Against The Day - Thomas Pynchon
The Alchemist - Paulo Coelho
Palm of the Hand Stories - Yasunari Kawabata
Mutants and Mystics - Jeffrey J. Kripal
Fair Play - Tove Jansson
Ella Minnow Pea - Mark Dunn
Amulet - Roberto Bolano
In Hazard - Richard Hughes
Midcult and Masscult - Dwight MacDonald
Content - Ann Handley and C.C. Chapman
Food Matters - Mark Bittman
A Carrot is as Close as a Rabbit Gets to a Diamond - Interviews with Capt. Beefheart
Do Movies Have A Future? - David Denby
Subliminal - Leonard Mlodinow
Revelations - Elaine Pagels
Film After Film - J. Hoberman
The Complete Cosmicomics - Italo Calvino
Love In The Time of Cholera - Gabriel Garcia Marquez
Miracles of Life - J. G. Ballard
The Buddha Walks Into A Bar - Lodro Rinzler
House Made of Dawn - N. Scott Momaday
One of my New Year's Resolutions as we slid from 2011 into 2012 was to read 24 books this calendar year, going under the reasonable assumption that I could finish two books each month. As you can see, this list is a record of my failure as I only managed to finish 21 titles. Worst yet, I'm convinced I read at one or two more books but can't remember them. This no doubt says something (insulting) about my ability to retain information.
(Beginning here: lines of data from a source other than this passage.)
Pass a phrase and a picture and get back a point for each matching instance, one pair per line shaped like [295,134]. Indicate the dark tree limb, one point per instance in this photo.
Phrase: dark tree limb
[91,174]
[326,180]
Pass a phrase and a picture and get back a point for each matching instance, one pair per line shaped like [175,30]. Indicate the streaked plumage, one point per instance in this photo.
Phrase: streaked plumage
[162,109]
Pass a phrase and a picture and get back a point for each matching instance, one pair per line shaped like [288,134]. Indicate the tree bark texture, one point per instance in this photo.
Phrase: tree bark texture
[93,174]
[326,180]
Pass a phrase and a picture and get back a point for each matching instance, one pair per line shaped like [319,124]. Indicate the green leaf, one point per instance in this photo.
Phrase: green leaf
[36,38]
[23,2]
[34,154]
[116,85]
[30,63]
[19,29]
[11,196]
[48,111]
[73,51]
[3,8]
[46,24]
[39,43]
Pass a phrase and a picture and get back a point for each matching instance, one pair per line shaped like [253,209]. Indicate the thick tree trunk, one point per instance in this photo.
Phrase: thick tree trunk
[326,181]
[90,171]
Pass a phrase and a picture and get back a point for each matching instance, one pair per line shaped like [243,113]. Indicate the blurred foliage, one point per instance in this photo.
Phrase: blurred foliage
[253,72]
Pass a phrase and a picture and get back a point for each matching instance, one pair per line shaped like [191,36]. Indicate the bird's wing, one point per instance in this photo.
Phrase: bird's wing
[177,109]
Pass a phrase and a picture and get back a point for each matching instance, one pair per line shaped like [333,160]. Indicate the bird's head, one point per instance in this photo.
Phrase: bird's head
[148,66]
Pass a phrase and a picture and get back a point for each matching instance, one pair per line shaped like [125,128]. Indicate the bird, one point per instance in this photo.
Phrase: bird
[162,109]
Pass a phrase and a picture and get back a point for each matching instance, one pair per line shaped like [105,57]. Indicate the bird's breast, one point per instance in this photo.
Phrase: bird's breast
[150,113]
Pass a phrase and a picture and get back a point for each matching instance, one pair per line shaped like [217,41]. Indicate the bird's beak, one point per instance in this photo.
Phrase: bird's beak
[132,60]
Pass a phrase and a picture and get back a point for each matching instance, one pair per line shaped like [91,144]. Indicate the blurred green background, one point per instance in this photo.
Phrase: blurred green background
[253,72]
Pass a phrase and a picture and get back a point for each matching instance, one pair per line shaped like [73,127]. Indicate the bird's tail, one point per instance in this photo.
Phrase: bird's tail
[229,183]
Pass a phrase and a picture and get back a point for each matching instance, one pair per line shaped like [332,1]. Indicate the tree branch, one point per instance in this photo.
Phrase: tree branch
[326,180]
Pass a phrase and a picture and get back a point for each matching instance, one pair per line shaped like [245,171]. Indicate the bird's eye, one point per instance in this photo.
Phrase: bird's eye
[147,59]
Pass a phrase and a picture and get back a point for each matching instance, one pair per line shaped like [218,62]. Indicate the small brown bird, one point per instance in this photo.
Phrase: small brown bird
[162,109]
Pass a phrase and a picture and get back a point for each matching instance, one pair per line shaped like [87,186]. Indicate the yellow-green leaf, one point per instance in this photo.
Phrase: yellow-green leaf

Several of the books on this list are relatively brief; at least six of the titles are less than 200 pages. I admit that I chose them out of my perpetual "to be read" pile for their brevity, always keeping my two-books-a-month goal in mind. I was in good shape to accomplish this goal as recently as October, but then the combination of starting Joseph Anton, Salman Rushdie's memoir of living under the fatwa, and the hurricane that slammed much of New York City threw me off my course. In those days I was glued to the television and the computer, hungry for whatever information I could find about the problems occurring a few miles from my door. The focus, the attention that reading a book requires eluded me during those hectic days. The only reason I finished 21 books is that I forced myself to read the final 120 pages of House Made of Dawn this evening so I could make the end of year deadline, which I managed with four hours to spare.
Perhaps it's not a matter of quantity so much as quality. Looking over the list, the only book I didn't really connect with was Content, a marketing guide I never would have picked up if I didn't still have vague ideas of perhaps starting a business. Other than that, there's nothing on the list I regret spending time with and there were a number of pleasant surprises. David Denby is the Chicken Little of film reviewers, but his Do Movies Have a Future? (short answer: yes!) was an enthusiastic assessment of where we are in cinema history and an optimistic guess at where we're going. I thought Mutants and Mystics would be an overview of mystical and occult ideas in mainstream comics and sci fi. Instead, it was a history of such ideas in the lives of comic artists and sci fi writers. A case of "this isn't the book I thought it would be...oh wait, it's better." Subliminal: How Your Unconscious Mind Rules Your Behavior is an entertaining layman's guide to recent findings in neuroscience and how they disprove common assumptions about individual consciousness and human behavior.
Speaking of behavior, I find reading a Buddhist book every year or so refreshes and reminds me of my path. I found much to value in The Buddha Walks Into A Bar. As far as the purely physical realm is concerned, Mark Bittman's Food Matters provided a diet overview I hope to adopt soon, overlooking the fact that I had cookies for dinner the other night.
There were also old favorites on the list: Calvino, Marquez, Pagels, Hoberman. Part of me wishes Ballard had written his autobiography when he was a decade or two younger and still full of vinegar and outrageous statements, but I'll accept this mix of his memories of his internment in a Japanese war camp in WWII and his paternal pride in his children. The book I kept thinking about this year was (no surprise) Thomas Pynchon's Against The Day. As far as language is concerned, it's one of the most accessible and direct things he's written. But the glut of events, characters, historical data and ideas can leave the reader wondering "where is this going? What is the point?" Incredibly, it comes together (sort of) in the second half of the book and even if you, the reader, don't find out what The Answer is, you find yourself compelled to follow the characters as they stumble towards said Answer. The novel is over 1000 pages, yet I've been itching to re-read it since finishing it. If I can resist, maybe I'll finish 24 books in 2013.